Cancer Scare Update — Surgery, Post-op, Anxiety

Do you ever feel emotionally exhausted? Anxiety has pummeled me for months. Thankfully, it’s finally settling, but so much has happened that it’ll take time to resolve to my normal levels.

In early July I had major surgery (partial hysterectomy) though at the time of surgery it could have been more significant because my doctor was looking for cancer.

3.5 years ago, I was diagnosed with pre-cancerous cells in a polyp in my uterus. After a D&C, in which my doctor scraped the entire lining of my uterus, no additional pre-cancerous cells were found.

However, I was labeled extremely high risk for developing endometrial cancer, and was told to either go on birth control to keep my endometrial lining thin and balance my hormones and have a yearly endometrial biopsy (a wait and see approach) OR get a hysterectomy in which they would keep my ovaries as long as there was no cancer/abnormalities.

After several extremely painful biopsies, I opted for surgery. Then COVID happened and I had to postpone it for another year.

One more year of constantly monitoring my period, watching for any abnormalities, and knowing I’d need to get at least one more painful biopsy. Another year of stress and fear of what if I developed cancer.

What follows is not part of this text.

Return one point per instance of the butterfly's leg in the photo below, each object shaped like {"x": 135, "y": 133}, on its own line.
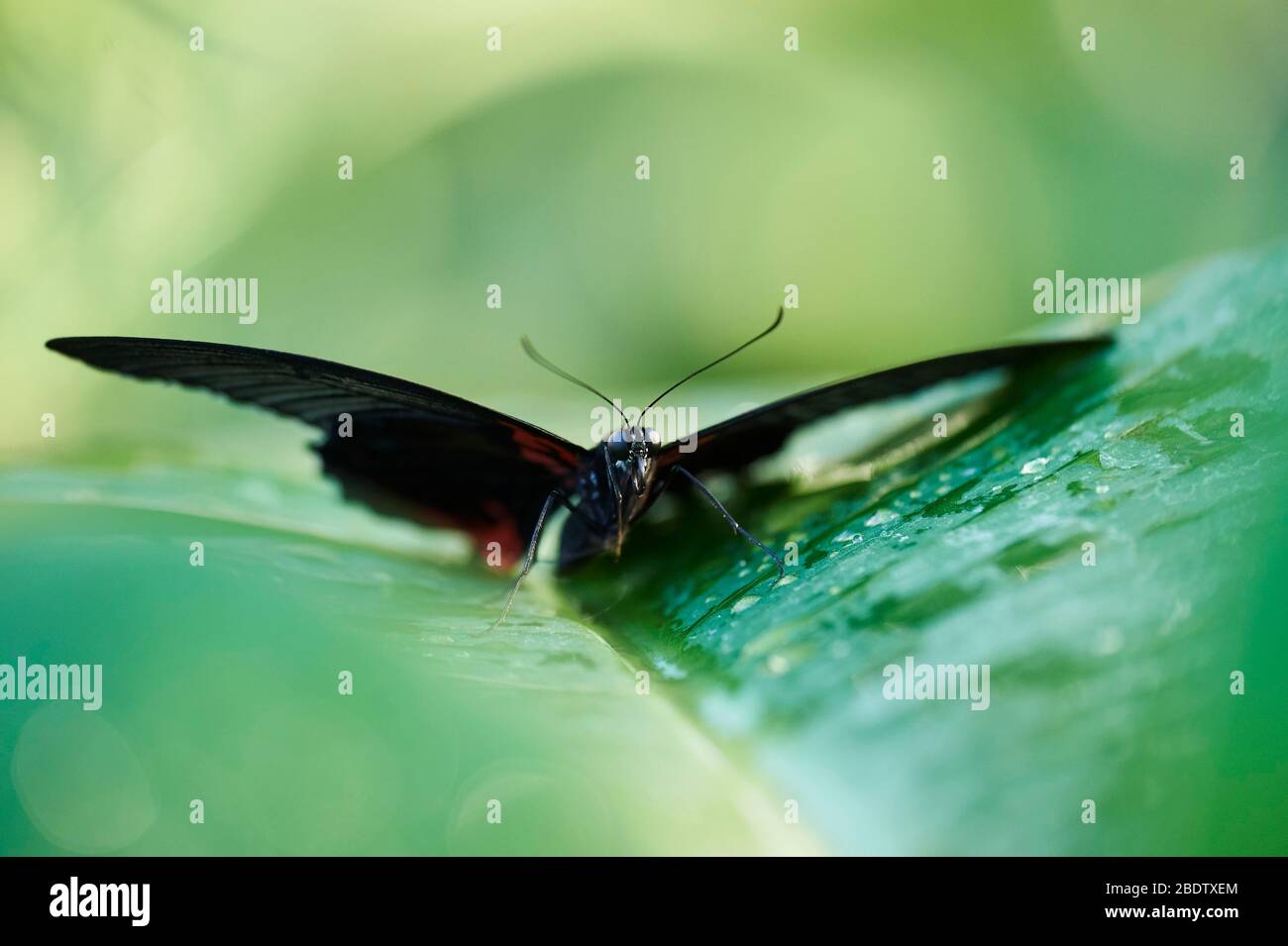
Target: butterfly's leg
{"x": 767, "y": 550}
{"x": 532, "y": 551}
{"x": 617, "y": 494}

Then my OB retired. My new OB (a much younger woman) pushed back on my opting for a hysterectomy stating my age. She also kept bringing up children, even after I told her several times, I would not be having any. Honestly, she was inappropriate and I am switching to a new doctor. Not only was she pushing kids, even after I gave her very personal reasons why I was not having children (hint: medical reasons played a large role in our final decision, but were not the only reason we decided not to have children — it’s nuanced and complicated). Even then she was glib, basically saying that based on my negative test results she would be fine with a yearly vaginal ultrasound in lieu of the biopsies because of my severe pain and distress during the procedure. She was against surgery.

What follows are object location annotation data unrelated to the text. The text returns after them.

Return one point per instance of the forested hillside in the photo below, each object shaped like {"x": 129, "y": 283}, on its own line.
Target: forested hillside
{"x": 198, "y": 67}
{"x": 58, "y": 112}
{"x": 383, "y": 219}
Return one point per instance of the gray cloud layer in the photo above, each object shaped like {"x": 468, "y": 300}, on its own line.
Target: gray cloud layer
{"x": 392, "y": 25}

She suggested I visit the gynecological oncology department again for another consultation, since we were following the guidance provided by them 3 years ago.

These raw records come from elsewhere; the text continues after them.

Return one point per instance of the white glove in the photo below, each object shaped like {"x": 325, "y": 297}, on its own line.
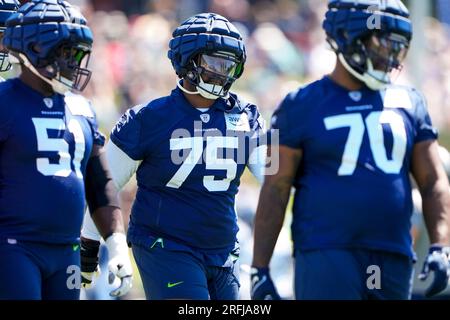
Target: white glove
{"x": 119, "y": 264}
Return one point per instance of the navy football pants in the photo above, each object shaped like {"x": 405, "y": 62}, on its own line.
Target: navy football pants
{"x": 352, "y": 275}
{"x": 168, "y": 274}
{"x": 32, "y": 271}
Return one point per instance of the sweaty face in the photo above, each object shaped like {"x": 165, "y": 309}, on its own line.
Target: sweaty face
{"x": 387, "y": 51}
{"x": 217, "y": 69}
{"x": 71, "y": 59}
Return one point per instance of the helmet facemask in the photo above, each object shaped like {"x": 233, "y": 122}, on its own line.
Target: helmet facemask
{"x": 376, "y": 58}
{"x": 69, "y": 70}
{"x": 5, "y": 64}
{"x": 213, "y": 74}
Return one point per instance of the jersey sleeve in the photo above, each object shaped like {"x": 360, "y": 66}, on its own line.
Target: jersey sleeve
{"x": 285, "y": 124}
{"x": 6, "y": 120}
{"x": 127, "y": 134}
{"x": 424, "y": 126}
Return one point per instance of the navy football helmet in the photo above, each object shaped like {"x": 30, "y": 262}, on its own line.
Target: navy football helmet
{"x": 52, "y": 40}
{"x": 370, "y": 37}
{"x": 7, "y": 7}
{"x": 208, "y": 51}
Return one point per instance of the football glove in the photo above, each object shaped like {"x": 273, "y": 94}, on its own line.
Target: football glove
{"x": 89, "y": 261}
{"x": 437, "y": 262}
{"x": 119, "y": 264}
{"x": 262, "y": 287}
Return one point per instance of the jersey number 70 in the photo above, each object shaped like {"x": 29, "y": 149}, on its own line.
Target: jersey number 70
{"x": 373, "y": 123}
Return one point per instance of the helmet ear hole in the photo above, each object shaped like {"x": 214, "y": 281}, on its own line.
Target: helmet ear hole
{"x": 35, "y": 48}
{"x": 191, "y": 75}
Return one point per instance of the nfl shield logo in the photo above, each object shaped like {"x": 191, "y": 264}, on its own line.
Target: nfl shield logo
{"x": 355, "y": 95}
{"x": 205, "y": 117}
{"x": 48, "y": 102}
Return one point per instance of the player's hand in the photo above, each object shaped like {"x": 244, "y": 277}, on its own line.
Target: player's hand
{"x": 437, "y": 262}
{"x": 262, "y": 287}
{"x": 119, "y": 264}
{"x": 89, "y": 261}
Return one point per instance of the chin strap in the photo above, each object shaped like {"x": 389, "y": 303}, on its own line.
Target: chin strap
{"x": 186, "y": 90}
{"x": 368, "y": 79}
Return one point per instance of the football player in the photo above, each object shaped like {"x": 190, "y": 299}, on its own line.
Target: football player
{"x": 50, "y": 158}
{"x": 189, "y": 150}
{"x": 348, "y": 143}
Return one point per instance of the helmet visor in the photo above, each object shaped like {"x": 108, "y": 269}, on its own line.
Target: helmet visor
{"x": 218, "y": 69}
{"x": 387, "y": 51}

When I met with the oncologist (who was amazing — kind, empathic, and a damn good surgeon) her first question was, “Why didn’t I have surgery 3 years ago?” She also told me that had I not lost the weight I had (70+ pounds and counting), she was 100% certain I would have eventually developed endometrial cancer. Given that I had lost weight, she couldn’t tell me either way, even though I was still extremely high risk.

Finally the pandemic settled enough and I went in for surgery nearly 13 weeks ago. The weeks leading up to surgery left me anxious, terrified, sad, confused, worried, angry, relieved, hopeful — name the emotion and I guarantee I felt it.

Thankfully, no cancer was found (though the pathology report later revealed they did find a small patch of pre-cancerous cells in my uterus — my cervix and Fallopian tubes were normal).

I am beyond ecstatic to finally have my uterus out. It’s a huge relief knowing I don’t have to worry about this anymore.

And yet, even though surgery went well with no cancer found and no complications, I had a hell of a time with anxiety during the early stage of my recovery. It got so bad that the afternoon I was released from the hospital, I had a major panic attack that sent me to the ER that same evening.

Silver lining, doctors thoroughly checked my heart and I can report it’s in good condition. Still for 4 weeks, I suffered horrible panic attacks where my brain and body were convinced there was something seriously wrong and so I was terrified I was going to die. Even though rationally I knew I was doing well and healing just fine.

Serious anxiety is no joke. I worked with my doctors to get me regulated and thankfully, weeks later, my healing is continuing to go well and my anxiety is settling.

I’ve always stated that these last 3 years have been a health journey. Me going vegan and developing healthy habits and losing weight has been to help me with the many health issues I’ve faced and continue to face.

Sometimes tho, I get so damn tired. I know I’ll continue to pick myself up and push through, but I think I need a few minutes to recover from not just the surgery and the few weeks after, but for the 3.5 years of stress and anxiety of being in limbo while having to choose between two agonizing decisions.

I absolutely made the right decision, but it opened Pandora’s box and now I have to cycle through my grief, loss, pain, and fear.

There’s still so much I need to process, but I’m getting there, day by day.